Re: WebVTT (was RE: TTML Agenda for 15/05/13 - Proposed updates to charter) from Silvia Pfeiffer on 2013-06-11 (public-tt@w3.org from June 2013)

From: Silvia Pfeiffer <silviapfeiffer1@gmail.com>
Date: Tue, 11 Jun 2013 16:34:34 +1000
To: Sean Hayes <Sean.Hayes@microsoft.com>
Cc: John Birch <John.Birch@screensystems.tv>, "public-tt@w3.org" <public-tt@w3.org>
Message-ID: <CAHp8n2kaUwNrUUi8BbuSWtpsGu9RtG-4OQkpsSSjJiAq6ETDtQ@mail.gmail.com>
On Mon, Jun 10, 2013 at 6:11 AM, Sean Hayes <Sean.Hayes@microsoft.com> wrote:
> Hi John,
>
>>>It may be the case that taking the specification as written and codifying it into an appropriate programming language does result in a compliant implementation,
>>>although I can't speak to that since I haven't attempted it...
>
> Well unfortunately, once you get through the impenetrable language, you'll find the core of the spec is in fact really quite odd. If you get time you should definitely try coding it up, it's extremely illuminating, I don’t think it's possible to really understand all the interplay of position, line and size otherwise. I haven’t spent any time investigating other VTT implementations to see how they behave, but I can only surmise that either no one is actually writing much with this format, or the other implementations have not stuck very closely to what's in the spec.


There are a few small bugs that are all registered.
Here is an implementation that has followed the spec to the line
(except for the few bugs):
https://github.com/silviapfeiffer/WebVTT-with-regions .
You can test it at
http://html5videoguide.net/test/WebVTT-with-regions/player.html .

> For example, take the most basic of cue's:
>
> 00:11.000 --> 00:13.000
> Sed ut perspiciatis unde omnis iste natus error sit
>
> This gets positioned so that only the top line " Sed ut perspiciatis unde " ends up showing at the bottom of the video (assuming there is only one track playing for the video).

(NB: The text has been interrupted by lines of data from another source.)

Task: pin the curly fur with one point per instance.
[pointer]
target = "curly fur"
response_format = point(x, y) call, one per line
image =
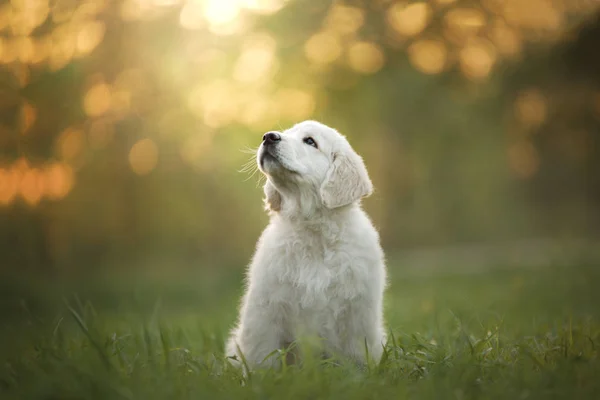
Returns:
point(318, 269)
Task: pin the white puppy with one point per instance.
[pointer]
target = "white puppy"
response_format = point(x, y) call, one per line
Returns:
point(318, 269)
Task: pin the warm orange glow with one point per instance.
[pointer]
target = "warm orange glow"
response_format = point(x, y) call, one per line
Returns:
point(100, 134)
point(257, 60)
point(463, 23)
point(295, 104)
point(27, 15)
point(120, 102)
point(530, 107)
point(42, 49)
point(143, 156)
point(428, 56)
point(63, 47)
point(60, 179)
point(477, 59)
point(365, 57)
point(8, 50)
point(26, 49)
point(194, 149)
point(323, 48)
point(90, 36)
point(31, 186)
point(523, 159)
point(97, 100)
point(192, 15)
point(221, 12)
point(344, 19)
point(28, 117)
point(5, 15)
point(533, 14)
point(507, 40)
point(263, 6)
point(9, 185)
point(70, 144)
point(409, 20)
point(256, 112)
point(130, 80)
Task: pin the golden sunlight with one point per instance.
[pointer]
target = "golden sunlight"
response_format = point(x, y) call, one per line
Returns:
point(323, 48)
point(295, 104)
point(221, 12)
point(428, 56)
point(31, 186)
point(143, 156)
point(90, 35)
point(100, 133)
point(531, 108)
point(59, 178)
point(70, 144)
point(263, 6)
point(28, 116)
point(463, 23)
point(477, 59)
point(257, 60)
point(9, 183)
point(344, 19)
point(508, 41)
point(191, 15)
point(97, 100)
point(365, 57)
point(408, 20)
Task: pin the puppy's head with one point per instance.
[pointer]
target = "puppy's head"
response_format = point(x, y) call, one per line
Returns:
point(311, 165)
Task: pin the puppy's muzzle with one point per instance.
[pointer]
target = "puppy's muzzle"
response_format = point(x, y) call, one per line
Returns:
point(271, 138)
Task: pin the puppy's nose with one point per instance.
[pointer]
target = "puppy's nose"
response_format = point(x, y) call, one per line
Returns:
point(271, 137)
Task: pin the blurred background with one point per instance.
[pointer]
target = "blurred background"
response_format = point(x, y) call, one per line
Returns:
point(124, 126)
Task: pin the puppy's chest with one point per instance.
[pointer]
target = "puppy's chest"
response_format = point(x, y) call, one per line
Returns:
point(314, 273)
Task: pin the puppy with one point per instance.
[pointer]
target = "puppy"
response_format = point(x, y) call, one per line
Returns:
point(318, 269)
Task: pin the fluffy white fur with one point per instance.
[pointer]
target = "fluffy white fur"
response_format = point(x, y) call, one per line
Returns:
point(318, 270)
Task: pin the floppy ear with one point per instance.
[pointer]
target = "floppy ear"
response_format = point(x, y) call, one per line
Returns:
point(272, 197)
point(347, 180)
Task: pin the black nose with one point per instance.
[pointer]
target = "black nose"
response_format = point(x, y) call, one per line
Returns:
point(271, 137)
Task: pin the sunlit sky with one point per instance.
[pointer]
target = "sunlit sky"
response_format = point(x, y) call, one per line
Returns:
point(474, 38)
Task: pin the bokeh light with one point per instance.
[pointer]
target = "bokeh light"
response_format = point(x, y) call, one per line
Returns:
point(143, 156)
point(409, 19)
point(428, 56)
point(365, 57)
point(477, 59)
point(323, 48)
point(97, 100)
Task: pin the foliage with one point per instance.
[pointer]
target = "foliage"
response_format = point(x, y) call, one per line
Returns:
point(500, 334)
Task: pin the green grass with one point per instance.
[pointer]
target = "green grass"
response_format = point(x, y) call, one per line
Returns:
point(517, 334)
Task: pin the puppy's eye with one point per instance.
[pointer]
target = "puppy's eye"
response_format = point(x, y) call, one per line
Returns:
point(311, 142)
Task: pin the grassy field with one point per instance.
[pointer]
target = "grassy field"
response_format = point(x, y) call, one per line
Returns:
point(512, 333)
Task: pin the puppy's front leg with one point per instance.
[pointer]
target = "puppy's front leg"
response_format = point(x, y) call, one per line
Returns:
point(363, 324)
point(260, 331)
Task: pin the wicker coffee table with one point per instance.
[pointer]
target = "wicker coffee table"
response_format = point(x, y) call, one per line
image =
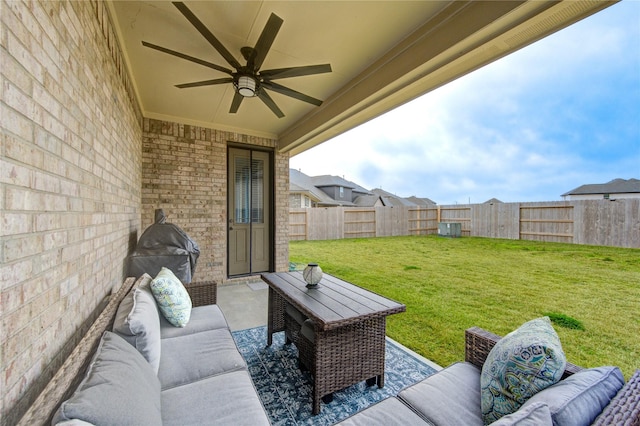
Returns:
point(349, 325)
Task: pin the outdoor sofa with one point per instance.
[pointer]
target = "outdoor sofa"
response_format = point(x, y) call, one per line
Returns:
point(452, 396)
point(134, 367)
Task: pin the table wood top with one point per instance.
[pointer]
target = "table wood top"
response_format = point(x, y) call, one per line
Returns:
point(334, 302)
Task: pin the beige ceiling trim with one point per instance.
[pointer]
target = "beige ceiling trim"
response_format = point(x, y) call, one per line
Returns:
point(209, 125)
point(525, 23)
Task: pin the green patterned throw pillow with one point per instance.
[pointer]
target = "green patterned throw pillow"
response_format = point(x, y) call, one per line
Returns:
point(173, 299)
point(521, 364)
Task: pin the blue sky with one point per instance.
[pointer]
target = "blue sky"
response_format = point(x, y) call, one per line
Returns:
point(560, 113)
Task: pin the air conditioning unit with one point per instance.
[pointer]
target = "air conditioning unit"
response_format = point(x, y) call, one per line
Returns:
point(450, 229)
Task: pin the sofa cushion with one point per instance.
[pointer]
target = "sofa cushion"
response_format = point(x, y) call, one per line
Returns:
point(453, 391)
point(173, 299)
point(193, 357)
point(388, 412)
point(226, 399)
point(521, 364)
point(138, 322)
point(578, 399)
point(119, 387)
point(537, 414)
point(203, 318)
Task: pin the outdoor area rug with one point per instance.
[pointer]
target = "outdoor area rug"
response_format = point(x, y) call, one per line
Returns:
point(286, 391)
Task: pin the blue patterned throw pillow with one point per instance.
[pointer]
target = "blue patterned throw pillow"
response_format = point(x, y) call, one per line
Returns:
point(521, 364)
point(173, 299)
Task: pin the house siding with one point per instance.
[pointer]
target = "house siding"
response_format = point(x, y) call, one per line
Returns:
point(70, 180)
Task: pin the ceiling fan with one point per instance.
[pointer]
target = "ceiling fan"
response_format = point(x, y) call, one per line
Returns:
point(248, 80)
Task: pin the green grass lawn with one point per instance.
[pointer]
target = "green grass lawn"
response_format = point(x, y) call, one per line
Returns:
point(449, 285)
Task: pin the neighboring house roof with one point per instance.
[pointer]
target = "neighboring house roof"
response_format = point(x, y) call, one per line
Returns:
point(616, 186)
point(390, 199)
point(367, 200)
point(424, 202)
point(311, 187)
point(301, 183)
point(328, 180)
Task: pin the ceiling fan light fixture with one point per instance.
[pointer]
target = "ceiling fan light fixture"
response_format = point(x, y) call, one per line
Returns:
point(246, 86)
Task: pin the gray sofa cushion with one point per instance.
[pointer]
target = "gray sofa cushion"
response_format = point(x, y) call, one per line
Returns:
point(203, 318)
point(119, 387)
point(138, 322)
point(193, 357)
point(537, 414)
point(227, 399)
point(578, 399)
point(388, 412)
point(455, 389)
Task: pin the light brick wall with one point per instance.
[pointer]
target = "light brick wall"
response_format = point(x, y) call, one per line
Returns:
point(70, 181)
point(184, 172)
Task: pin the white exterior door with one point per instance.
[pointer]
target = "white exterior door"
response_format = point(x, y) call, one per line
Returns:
point(249, 230)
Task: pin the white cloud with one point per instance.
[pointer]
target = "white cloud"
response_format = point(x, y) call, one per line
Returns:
point(529, 127)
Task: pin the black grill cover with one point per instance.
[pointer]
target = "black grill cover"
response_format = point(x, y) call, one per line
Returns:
point(164, 244)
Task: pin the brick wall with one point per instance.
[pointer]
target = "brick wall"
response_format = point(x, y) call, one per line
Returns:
point(184, 172)
point(70, 181)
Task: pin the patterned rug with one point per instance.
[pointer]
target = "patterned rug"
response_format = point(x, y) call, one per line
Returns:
point(286, 391)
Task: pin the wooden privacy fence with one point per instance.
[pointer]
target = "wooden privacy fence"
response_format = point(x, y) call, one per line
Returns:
point(595, 222)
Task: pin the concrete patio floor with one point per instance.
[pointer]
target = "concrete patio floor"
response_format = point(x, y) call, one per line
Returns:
point(244, 304)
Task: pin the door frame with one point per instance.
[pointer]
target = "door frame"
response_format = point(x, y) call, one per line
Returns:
point(271, 207)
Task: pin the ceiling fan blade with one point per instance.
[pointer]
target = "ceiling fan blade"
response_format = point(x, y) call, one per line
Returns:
point(265, 41)
point(275, 74)
point(187, 57)
point(207, 34)
point(235, 104)
point(204, 83)
point(264, 96)
point(290, 92)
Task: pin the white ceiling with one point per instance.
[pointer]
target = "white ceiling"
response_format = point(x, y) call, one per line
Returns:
point(382, 54)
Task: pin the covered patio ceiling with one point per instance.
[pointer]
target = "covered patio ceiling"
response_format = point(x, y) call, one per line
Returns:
point(382, 55)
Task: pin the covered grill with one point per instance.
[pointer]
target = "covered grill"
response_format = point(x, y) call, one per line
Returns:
point(164, 244)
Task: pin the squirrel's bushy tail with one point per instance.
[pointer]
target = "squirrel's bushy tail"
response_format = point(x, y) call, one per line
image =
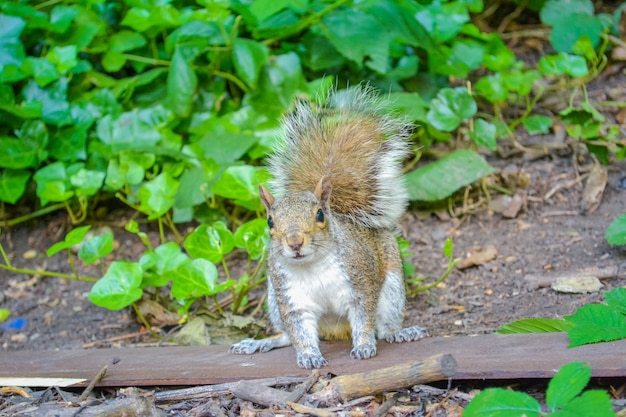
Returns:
point(353, 143)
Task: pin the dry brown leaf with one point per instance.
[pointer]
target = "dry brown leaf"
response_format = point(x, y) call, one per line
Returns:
point(478, 256)
point(594, 188)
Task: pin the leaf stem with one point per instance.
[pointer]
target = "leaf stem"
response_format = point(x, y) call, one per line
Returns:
point(306, 22)
point(47, 273)
point(151, 61)
point(34, 214)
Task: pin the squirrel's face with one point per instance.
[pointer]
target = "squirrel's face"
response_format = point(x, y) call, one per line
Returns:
point(298, 227)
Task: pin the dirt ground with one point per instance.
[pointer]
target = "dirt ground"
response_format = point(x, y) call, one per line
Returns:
point(550, 236)
point(547, 238)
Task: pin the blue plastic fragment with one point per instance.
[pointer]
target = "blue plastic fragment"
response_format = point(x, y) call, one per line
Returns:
point(14, 325)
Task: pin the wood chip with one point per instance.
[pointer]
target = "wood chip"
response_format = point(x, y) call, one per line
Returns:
point(577, 285)
point(594, 188)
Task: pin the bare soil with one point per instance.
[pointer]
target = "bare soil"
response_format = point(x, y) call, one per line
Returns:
point(552, 235)
point(547, 238)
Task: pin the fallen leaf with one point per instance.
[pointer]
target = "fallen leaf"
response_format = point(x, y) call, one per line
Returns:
point(194, 333)
point(594, 188)
point(517, 202)
point(156, 314)
point(577, 285)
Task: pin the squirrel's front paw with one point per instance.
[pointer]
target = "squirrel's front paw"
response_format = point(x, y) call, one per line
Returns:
point(364, 351)
point(308, 360)
point(407, 335)
point(249, 346)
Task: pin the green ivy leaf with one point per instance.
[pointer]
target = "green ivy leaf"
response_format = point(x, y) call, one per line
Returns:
point(520, 82)
point(497, 402)
point(210, 242)
point(537, 124)
point(87, 182)
point(12, 53)
point(126, 40)
point(240, 184)
point(13, 184)
point(249, 57)
point(350, 32)
point(253, 237)
point(553, 10)
point(73, 238)
point(158, 263)
point(18, 153)
point(42, 70)
point(484, 134)
point(181, 83)
point(157, 196)
point(442, 178)
point(113, 61)
point(61, 17)
point(568, 29)
point(492, 88)
point(450, 108)
point(596, 323)
point(195, 279)
point(52, 183)
point(616, 232)
point(95, 248)
point(537, 325)
point(568, 382)
point(119, 287)
point(262, 9)
point(63, 57)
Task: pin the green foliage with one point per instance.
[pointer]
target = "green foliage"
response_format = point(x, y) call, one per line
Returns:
point(589, 324)
point(170, 108)
point(535, 326)
point(441, 178)
point(616, 232)
point(564, 396)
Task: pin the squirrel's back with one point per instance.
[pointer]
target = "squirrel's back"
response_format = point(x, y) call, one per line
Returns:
point(350, 141)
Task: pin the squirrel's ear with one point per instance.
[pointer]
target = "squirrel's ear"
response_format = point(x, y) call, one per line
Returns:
point(322, 192)
point(266, 197)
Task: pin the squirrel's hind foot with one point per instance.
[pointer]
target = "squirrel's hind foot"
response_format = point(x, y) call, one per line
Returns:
point(408, 334)
point(250, 346)
point(364, 351)
point(309, 360)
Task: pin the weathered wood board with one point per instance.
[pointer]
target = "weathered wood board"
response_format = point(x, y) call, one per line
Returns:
point(478, 357)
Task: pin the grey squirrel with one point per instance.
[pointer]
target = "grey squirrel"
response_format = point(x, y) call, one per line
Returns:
point(334, 266)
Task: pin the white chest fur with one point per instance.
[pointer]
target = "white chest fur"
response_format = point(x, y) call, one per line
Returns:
point(319, 288)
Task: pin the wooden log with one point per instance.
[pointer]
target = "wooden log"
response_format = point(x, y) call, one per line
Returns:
point(345, 387)
point(483, 357)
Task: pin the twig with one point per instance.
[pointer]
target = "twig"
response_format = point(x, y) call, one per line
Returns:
point(303, 388)
point(208, 391)
point(114, 339)
point(99, 377)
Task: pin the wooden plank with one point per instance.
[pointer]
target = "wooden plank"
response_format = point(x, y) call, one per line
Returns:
point(478, 357)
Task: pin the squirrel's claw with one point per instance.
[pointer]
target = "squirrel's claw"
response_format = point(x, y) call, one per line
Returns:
point(407, 335)
point(364, 351)
point(308, 360)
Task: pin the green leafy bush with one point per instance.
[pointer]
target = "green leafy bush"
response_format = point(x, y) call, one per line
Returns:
point(616, 232)
point(591, 323)
point(170, 106)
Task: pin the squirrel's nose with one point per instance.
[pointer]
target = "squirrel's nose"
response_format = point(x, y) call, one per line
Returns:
point(295, 241)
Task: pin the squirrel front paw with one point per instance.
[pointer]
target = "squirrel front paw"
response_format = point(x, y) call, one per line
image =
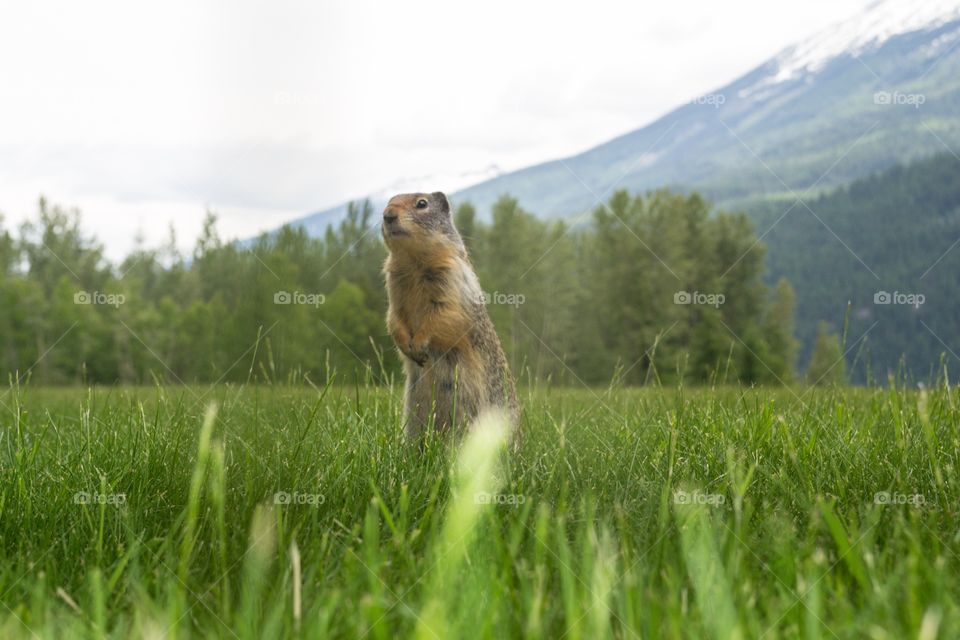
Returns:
point(417, 351)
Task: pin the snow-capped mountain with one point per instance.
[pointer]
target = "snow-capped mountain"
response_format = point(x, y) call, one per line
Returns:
point(881, 21)
point(880, 88)
point(864, 94)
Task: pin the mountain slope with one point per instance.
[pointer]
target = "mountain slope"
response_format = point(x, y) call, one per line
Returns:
point(900, 231)
point(817, 109)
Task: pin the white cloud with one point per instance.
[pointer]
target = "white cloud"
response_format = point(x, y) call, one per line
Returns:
point(142, 116)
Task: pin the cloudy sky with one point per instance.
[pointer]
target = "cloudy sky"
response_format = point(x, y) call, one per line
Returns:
point(144, 116)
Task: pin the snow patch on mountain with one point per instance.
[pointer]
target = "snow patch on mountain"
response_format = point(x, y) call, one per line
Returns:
point(868, 30)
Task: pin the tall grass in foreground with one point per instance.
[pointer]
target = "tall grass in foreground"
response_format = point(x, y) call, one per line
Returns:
point(271, 512)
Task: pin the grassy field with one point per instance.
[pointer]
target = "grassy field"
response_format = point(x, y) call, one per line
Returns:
point(269, 512)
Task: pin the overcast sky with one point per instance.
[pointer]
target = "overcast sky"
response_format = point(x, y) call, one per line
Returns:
point(143, 116)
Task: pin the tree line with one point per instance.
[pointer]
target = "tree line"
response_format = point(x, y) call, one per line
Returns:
point(653, 289)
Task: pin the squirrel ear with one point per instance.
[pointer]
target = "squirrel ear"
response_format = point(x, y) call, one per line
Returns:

Where do you get that from? I don't think that's correct - why would
it drop half the line?


> Well, OK we can maybe forgive that, since we didn’t offer any direction, so another example
>
> 00:11.000 --> 00:13.000 position:0% size:50% line:60%
> Sed ut perspiciatis unde omnis iste natus error sit
>
> We now get a zero width box down the left edge of the video which , depending on how you read the special wrap/overflow rules, either produces nothing or a single character column down the left edge.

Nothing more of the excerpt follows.